25 de julho de 2026

Moraes tira tornozeleira de ex-prefeito de Belford Roxo

Geral Justiça 25/07/2026 18:00 Redação - Bahia Notícias bahianoticias.com.br

O ministro do Supremo Tribunal Federal (STF) Alexandre de Moraes decidiu retirar a tornozeleira eletrônica do ex-prefeito de Belford Roxo, Márcio Canella, e do sargento da Polícia Militar que o escoltava. Eles estavam em liberdade provisória desde 10 de julho, mas agora foram liberados de todas as medidas cautelares. A decisão foi tomada porque as armas encontradas com eles pareciam estar registradas de forma correta.

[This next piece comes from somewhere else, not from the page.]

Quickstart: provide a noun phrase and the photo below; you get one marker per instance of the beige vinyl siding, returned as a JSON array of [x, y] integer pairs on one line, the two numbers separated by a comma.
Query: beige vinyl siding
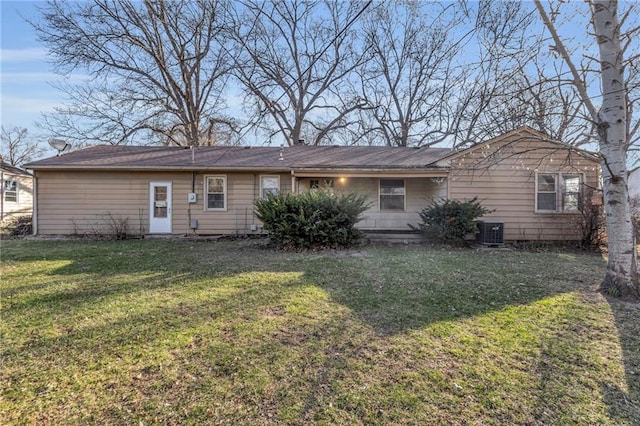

O ministro do Supremo Tribunal Federal (STF) Alexandre de Moraes decidiu retirar a tornozeleira eletrônica do ex-prefeito de Belford Roxo, na Baixada Fluminense, Márcio Correia de Oliveira (conhecido como Márcio Canella) e do sargento da Polícia Militar Antônio Gomes da Silva Neto, que era o responsável pela escolta do político.

Eles estavam em liberdade provisória desde o dia 10 de julho, mas tinham que cumprir algumas medidas cautelares, que agora foram anuladas pelo ministro.

  • Márcio Canella e o sargento foram presos em flagrante por porte ilegal de arma de fogo no dia 7 de julho.
  • Eles são investigados em um inquérito que apura a atuação de grupos criminosos violentos no Rio de Janeiro.
  • A prisão aconteceu durante a sexta fase da operação Unha e Carne da Polícia Federal, que investiga um esquema de lavagem de dinheiro ligado a postos de combustíveis.
  • Moraes entendeu que as armas apreendidas pareciam estar registradas de forma correta para policiais militares.
  • O ministro disse que possíveis irregularidades devem ser apuradas na área administrativa, não na Justiça criminal.

Márcio Canella e o policial militar Antônio da Silva Neto foram presos em flagrante por porte ilegal de arma de fogo no dia 7 deste mês, durante a sexta fase da operação Unha e Carne da Polícia Federal. Essa operação investiga um suposto esquema de lavagem de dinheiro ligado a uma rede de postos de combustíveis no Rio de Janeiro, que teria a participação de agentes políticos.

Na decisão, Moraes afirmou que os elementos colhidos até o momento indicam que os esclarecimentos prestados pelas defesas de Canella e do policial militar não permitem concluir que houve o crime de porte ilegal de arma de fogo, uma vez que as armas apreendidas aparentam estar regularmente registradas e acauteladas a policiais militares identificados pela própria PM.

O relator observou que eventuais irregularidades relacionadas à cessão de policiais, ao acautelamento dos armamentos ou ao uso das armas em desacordo com normas internas da corporação devem ser apuradas na esfera administrativa pelos órgãos competentes. Segundo o ministro Alexandre de Moraes, neste momento, essas questões não apresentam repercussão penal imediata.